A sphere is circumscribed about a cube. Find the ratio of the volume of the cube to the volume of the sphere.
So I drew this diagram:
Next, I want to relate s and r.
I apply Pythagorean theory to my diagram.
$$\left(\frac12 s\right)^2+\left(\frac12s\right)^2=r^2$$
Or more simply:
$$\frac12 s^2=r^2$$
This gives me the identity
$$s=r\times \sqrt2$$
So far so good, I think.
$$V_{\text{cube}}=s^3$$ $$V_{\text{sphere}}=\frac{4\pi r^3}{3}$$
Substituting for $s$,
$$V_{\text{cube}}=r^3\times2\sqrt2$$ Ratio of $V_{\text{cube}}$ to $V_{\text{sphere}}$ is:
$$r^3\times2\sqrt2/4\pi r^3/3$$ Simply: $$\frac{6\sqrt2r^3}{4\pi r^3}=\frac{6\sqrt2}{4\pi}=\color{red}{\boxed{\displaystyle\color{black}{\frac{3\sqrt2}{2\pi}}}}$$
That's the solution I keep getting.
The answer key stays the solution is actually $\displaystyle\frac{6\sqrt2}{3\pi}$
Can someone please tell me where I'm going wrong?

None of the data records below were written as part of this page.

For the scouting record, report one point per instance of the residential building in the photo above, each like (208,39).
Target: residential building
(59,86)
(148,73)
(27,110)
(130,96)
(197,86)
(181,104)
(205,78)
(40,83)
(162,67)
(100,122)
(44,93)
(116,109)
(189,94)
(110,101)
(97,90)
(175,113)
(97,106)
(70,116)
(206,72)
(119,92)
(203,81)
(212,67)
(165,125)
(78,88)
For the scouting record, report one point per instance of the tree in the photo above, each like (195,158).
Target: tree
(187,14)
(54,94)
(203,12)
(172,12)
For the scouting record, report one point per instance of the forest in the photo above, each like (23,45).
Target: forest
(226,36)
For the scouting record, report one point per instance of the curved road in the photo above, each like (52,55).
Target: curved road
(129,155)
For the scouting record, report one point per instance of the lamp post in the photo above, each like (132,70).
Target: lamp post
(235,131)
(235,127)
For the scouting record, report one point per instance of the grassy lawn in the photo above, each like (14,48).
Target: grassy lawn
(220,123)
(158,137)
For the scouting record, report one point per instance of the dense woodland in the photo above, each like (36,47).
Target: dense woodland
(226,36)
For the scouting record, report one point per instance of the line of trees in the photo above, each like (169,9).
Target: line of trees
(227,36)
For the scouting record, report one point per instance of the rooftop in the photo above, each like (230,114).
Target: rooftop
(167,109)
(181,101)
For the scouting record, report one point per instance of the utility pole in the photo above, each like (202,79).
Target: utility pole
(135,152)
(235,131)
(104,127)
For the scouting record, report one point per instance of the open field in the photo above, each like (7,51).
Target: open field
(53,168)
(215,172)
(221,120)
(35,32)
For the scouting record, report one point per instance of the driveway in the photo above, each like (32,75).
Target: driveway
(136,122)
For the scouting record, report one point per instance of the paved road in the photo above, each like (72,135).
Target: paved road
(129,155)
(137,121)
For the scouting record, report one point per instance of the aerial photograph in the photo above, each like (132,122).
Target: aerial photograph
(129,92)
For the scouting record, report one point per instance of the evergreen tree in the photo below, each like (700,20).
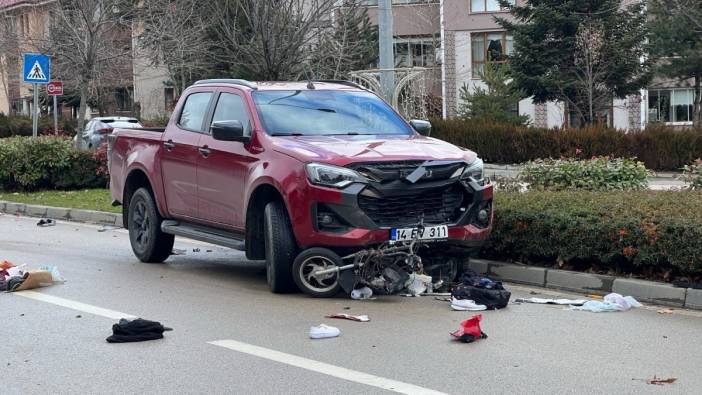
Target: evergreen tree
(583,53)
(494,103)
(676,37)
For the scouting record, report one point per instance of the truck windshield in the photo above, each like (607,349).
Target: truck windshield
(323,112)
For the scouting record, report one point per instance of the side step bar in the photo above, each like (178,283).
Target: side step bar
(204,233)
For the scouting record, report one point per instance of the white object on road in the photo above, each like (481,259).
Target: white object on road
(612,302)
(571,302)
(323,332)
(418,284)
(359,318)
(56,276)
(466,305)
(361,293)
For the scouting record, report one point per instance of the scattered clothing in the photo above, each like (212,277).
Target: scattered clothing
(481,290)
(470,330)
(361,293)
(612,302)
(30,280)
(359,318)
(571,302)
(466,305)
(44,222)
(56,276)
(323,332)
(136,331)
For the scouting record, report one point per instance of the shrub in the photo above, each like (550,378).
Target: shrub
(659,147)
(17,125)
(46,162)
(617,231)
(692,173)
(596,174)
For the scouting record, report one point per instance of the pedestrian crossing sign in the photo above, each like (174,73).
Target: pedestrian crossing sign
(37,68)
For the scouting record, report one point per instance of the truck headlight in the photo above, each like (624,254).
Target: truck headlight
(475,170)
(332,176)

Let $O$ be the centre of the cube, and let $C$ be one of the corners of the cube. Drop a perpendicular from $O$ to the centre $M$ of one of the faces that contains the vertex $C$.
Then $\triangle OMC$ is right-angled at $M$.
We have, in your notation, $OM=\frac{s}{2}$. Distance $OC$ is half a face diagonal of the cube. A face diagonal has length $\sqrt{2}{s}$. Half a face diagonal has therefore length $\frac{\sqrt{2} s}{2}$. By the Pythagorean Theorem, we have $$(OC)^2 =\left(\frac{s}{2}\right)^2+ \left(\frac{\sqrt{2}s}{2}\right)^2.$$
It follows that $OC$, the radius of the circle, is $\frac{\sqrt{3}}{2}s$. The rest of the calculation is along lines you are familiar with.
Remark: The above argument was used because it seemed closest in spirit to your approach. To me, the following seems simpler.
Grab a cube, or something close enough. As a distant second best, draw a picture of a cube in the conventional way. Let $P$ and $Q$ be opposite each other along the long diagonal of the cube. Let $S$ be a vertex on a face that contains $P$, with $S$ diagonally across from $P$. Then $\triangle PSQ$ is right-angled at $S$. We have $(PQ)^2=(PS)^2+(SQ)^2=2s^2+s^2=3s^2$. The long diagonal of a cuve of side $s$ has length $\sqrt{3} s$.